I believe that legally, a prosecutor does not have to show that the left hand "knew" what the right hand was doing in order to prove conspiracy.

By that standard, though, couldn't almost any conjunction of events be interpreted as a conspiracy?

I suspect that many of the conclusions here owe a good deal to hindsight, and all of these events have explanations other than "economic war".

Sure, Kuwait and Saudi Arabia were pumping lots of oil and the price was falling. Everybody was pumping... OPEC collapsed, as economists had long predicted. All the producers needed money. They could have earned more by agreeing to cut back, but nobody trusted anybody to keep the agreements, so everybody ignored the quotas and broke the agreements. Was that "economic war", or a natural economic process?
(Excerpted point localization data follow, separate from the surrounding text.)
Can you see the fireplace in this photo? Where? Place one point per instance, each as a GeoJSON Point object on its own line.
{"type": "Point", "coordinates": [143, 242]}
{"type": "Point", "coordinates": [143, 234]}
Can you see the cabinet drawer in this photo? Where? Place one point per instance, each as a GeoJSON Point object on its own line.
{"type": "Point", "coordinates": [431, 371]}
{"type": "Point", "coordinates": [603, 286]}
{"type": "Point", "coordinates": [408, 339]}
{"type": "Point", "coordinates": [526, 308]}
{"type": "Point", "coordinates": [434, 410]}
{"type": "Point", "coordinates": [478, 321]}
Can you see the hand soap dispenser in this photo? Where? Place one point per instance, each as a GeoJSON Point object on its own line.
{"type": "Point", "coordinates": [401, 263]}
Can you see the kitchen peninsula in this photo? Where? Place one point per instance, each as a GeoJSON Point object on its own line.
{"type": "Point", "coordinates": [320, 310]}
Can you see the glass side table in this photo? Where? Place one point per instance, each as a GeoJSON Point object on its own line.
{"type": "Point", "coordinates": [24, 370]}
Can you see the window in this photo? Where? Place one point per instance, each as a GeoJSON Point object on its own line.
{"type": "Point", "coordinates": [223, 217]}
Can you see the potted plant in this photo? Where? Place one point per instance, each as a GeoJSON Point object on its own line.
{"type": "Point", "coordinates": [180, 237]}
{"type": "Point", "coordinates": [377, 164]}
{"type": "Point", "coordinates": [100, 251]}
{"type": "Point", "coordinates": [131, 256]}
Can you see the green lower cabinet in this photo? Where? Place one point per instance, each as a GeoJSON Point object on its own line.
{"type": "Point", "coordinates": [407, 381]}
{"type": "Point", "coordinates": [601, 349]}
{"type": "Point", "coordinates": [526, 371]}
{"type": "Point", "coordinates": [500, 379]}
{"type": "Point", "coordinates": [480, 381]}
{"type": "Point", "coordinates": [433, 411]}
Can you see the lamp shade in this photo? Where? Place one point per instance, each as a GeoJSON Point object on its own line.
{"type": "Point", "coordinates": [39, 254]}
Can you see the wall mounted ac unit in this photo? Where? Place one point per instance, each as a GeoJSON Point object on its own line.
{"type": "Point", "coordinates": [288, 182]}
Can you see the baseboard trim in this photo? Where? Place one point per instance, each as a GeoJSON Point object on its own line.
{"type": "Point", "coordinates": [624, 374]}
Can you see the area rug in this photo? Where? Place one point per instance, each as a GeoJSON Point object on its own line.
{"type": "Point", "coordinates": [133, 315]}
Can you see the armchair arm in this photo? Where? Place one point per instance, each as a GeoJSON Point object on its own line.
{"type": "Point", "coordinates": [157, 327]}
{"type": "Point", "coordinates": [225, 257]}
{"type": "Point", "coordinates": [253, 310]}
Was the sale of Iraqi debt "economic war"? I'm not so sure. I suspect that the Gulf nations felt obliged to hold Iraqi debt while Saddam was fighting Iran, but once the war was over it began to look like worthless paper. The impulse to dump worthless paper to anyone willing to have it is pretty natural.

I don't see anything terribly damning in the Glaspie documents, either, even with the strong possibility that they were edited. It looks to me like a diplomat was summoned to meet with a President, asked for instructions, and was told to make note of everything said and commit to nothing. Really pretty normal. With hindsight, it might have been better for the State Dept. to have instructed her to make a stronger statement, but hindsight does confer certain analytical advantages.

Add to this that much of Kuwaiti land should have actually been Iraq's (Iraq does have a legitimate claim here).


I don't buy that one at all: self determination trumps historical claim any time.

I'm sure Saddam believed that his cause was just and legitimate, and that he was being conspired against. Such beliefs are hardly a justification for invasion, annexation, and pillage of a neighboring country.

I don't see conspiracy there, just events. Of course I admit that when faced with a choice between believing in conspiracy or assuming a fuckup, my default choice usually is to assume a fuckup.



To: Sun Tzu who wrote (218299)2/14/2007 8:44:06 PM
From: Maurice Winn  Respond to of 281500
 
"Bullet through middle east" predicted by Mq in 1987 or 88 in consultation with Charles Willoughby [both working for BP Oil International at the time]. No insider information, nor access to classified information. Just a conclusion based on cynical view of USA 'interests' and other's interests.

< Taken in aggregate, the actions and statements of several seemingly unrelated actors/nations does give credence to the idea that Saddam was set up for attacking Kuwait, but until the related info is declassified, we cannot be sure. Certainly knowing Saddam's personality has to be considered when drawing such a conclusion and it is hard to believe the related parties were unaware of his psychology. >

In business, one of the most favoured attitudes is to keep competitors out of the market. Not so many people have Mq's Libertarian approach to competition. Think of the woman skater who had her competitor knee-capped [and she was convicted - it wasn't a rumour or "conspiracy theory"].

Despite my Libertarian ideology, I also promoted a strategy of keeping competitors out by getting governments to promote environmental protection laws [not including the dopey CO2 restrictions]. That would make life difficult for smaller competitors who couldn't invest so well and manage environmental protection.